There was a direction from the Reserve Bank of India that the Board of Directors of banks should oversee the implementation of computerization. Towards this end, banks were asked to submit a monthly progress report containing details like the number of computers installed, branches computerized, ATMs installed, the extent of computerization in percentage terms and the like.

One of the directors of the bank I was working for in those days was a youngish management expert. He had had exposure abroad and knew a thing or two about computerization. Having worked for a couple of years in another bank before going abroad for higher studies, he understood banking as well. Naturally, he used to take keen interest when the item on computerization came up for discussion in the Board.

The initial resistance of employees to computers had not yet been overcome. Even those who were interested in learning how to use a PC were afraid of using them for fear of damaging them. Lectures on computerization had not made the desired impact. In short, the progress was rather slow.

It was not just the employees, most of those at the top echelons too were luddites and totally ignorant of how technology worked, how it could be harnessed and how it could make the office a better place to come to and work in, with more time for quality and reactivity, as it would throw drudgery out of the seventh floor window.

The Board, charged with the task of monitoring the progress, was patently exercised over the tardy pace. In one of the meetings of the Board of Directors, a director suggested that there should be a brainstorming session on the steps that could be taken to remove the fear factor. Several ideas were mooted.

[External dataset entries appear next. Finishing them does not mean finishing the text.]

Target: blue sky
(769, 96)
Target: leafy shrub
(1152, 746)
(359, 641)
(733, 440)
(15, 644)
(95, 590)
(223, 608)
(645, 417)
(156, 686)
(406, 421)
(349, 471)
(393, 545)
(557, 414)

I was an invitee to the meeting in my capacity as a General Manager of the bank. Though not in charge of computerization, I shared the experience in one of the departments under my control. It was headed by an enterprising Chief Manager who too was troubled over the lack of enthusiasm on the part of his staff in embracing technology.

He loaded a few simple games like hangman, bricks and word fun in the computer which everybody had access to but few were handling. During lunch hour, he played computer games, sitting alone. Some who passed by stopped to watch. Soon, there were more viewers and interest spread. Many of the spectators turned players.

Employees were allowed to play computer games before and after office hours and during lunch hour. Initially, there were more viewers than players but soon enough, it caught on. They found that the PC was, after all, not a dangerous animal! Then they started using it for office work. In due course, they discovered how PCs helped eradicate the drudgery of routine work. In no time, most of them acquired basic skills like word processing, spreadsheet etc. and had learnt how to surf the net and dig out information.

This appealed to the young director. Making PCs freely available to the employees would encourage them to use it. This, he hoped, would familiarize employees with the machine as it happened in the case described by me. He suggested that in any unit like the Head Office or the Zonal Offices with a large number of employees, the bank could set up an internet café with free access to the employees.

Upon which the CEO said, ‘We have well- appointed and hygienic canteens at the Head Office and the Zonal Offices which serve excellent coffee and tea to the employees both in the forenoon and the afternoon, that too at subsidized rates, using the Staff Welfare Fund.’